Ok I'll tip my hat now

Alright kids here is some more comentary on being a contributor to society.

And this is also where I tip my hat and, Fowler, I can owe it all to you. I was going to be all sneaky and try to mask my true feelings about improving the world but I will say that I think humans can have a great impact on the world. "Wait wait wait Andrew you can't go changing your position all willy nilly like that? I hate you!!" you might say to me. BUT WAIT! Hear me out here. If you read my argument carefully you will see that I only mention 'humans' contributing to the world and I believe that human endeavor, based soley on human motivations and human drives and human means will ultimately pass away. The temporal creates the temporal and cannot do otherwise. It's not in man's nature to be able to create change or establish anything outside himself that won't pass away.

So where does the change come? How can man be an agent of change if it's not in his nature to change? I'll tell you how! With the aid of the supernatural, i.e. God! Granted I'm taking an admittedly Christian perspective here, so if you're not under the persuasion that Christ gives meaning and purpose to all activity you may find my argument stupid. But I think that all goodness and all integrity and all positivity flows from Christ. What good we can impart on society comes from the goodness of God himself. Government (particularly a democratic one), Fowler argues, is a manmade insitution. I purport that it's a divine institution given to man by one outside of time and outside of the temporal. I think socialism is a perversion of a democratic government. Where has it succeeded? Where has it positively impacted those subjected to it? Guess what? It hasn't. Man made-communism. God breathed-democracy. I know someone out there is probably cringing at my notion, but that's my idea and I'm sticking to it.
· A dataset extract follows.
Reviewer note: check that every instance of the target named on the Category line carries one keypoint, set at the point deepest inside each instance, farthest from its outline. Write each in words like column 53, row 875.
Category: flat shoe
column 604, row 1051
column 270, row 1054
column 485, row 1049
Man is the vessel and all good comes from God. Even the good deeds that we do, I believe don't ultimately stem from humans but stem from God. I can't go into a diatribe right now and break down my argument to every minute point because Keith is whistling and talking loudly like a jag-off and disrupting any semblence of concentration I can muster. But the point being What man does passes away. You put man's works and a holy motivation behind it? I think that impacts people. The impact of the spiritual on the temporal produces lasting change. So if you want to go out and make a positive change in this world, do it for Christ. the witness you becomes, the lives you touch, the things you make, the instituions you establish, the papers you write will all be infused with that timeless spiritual nature that breathes into them life beyond our years and impact beyond what we can ever see with our cloudy, finite eyes. There I'm done.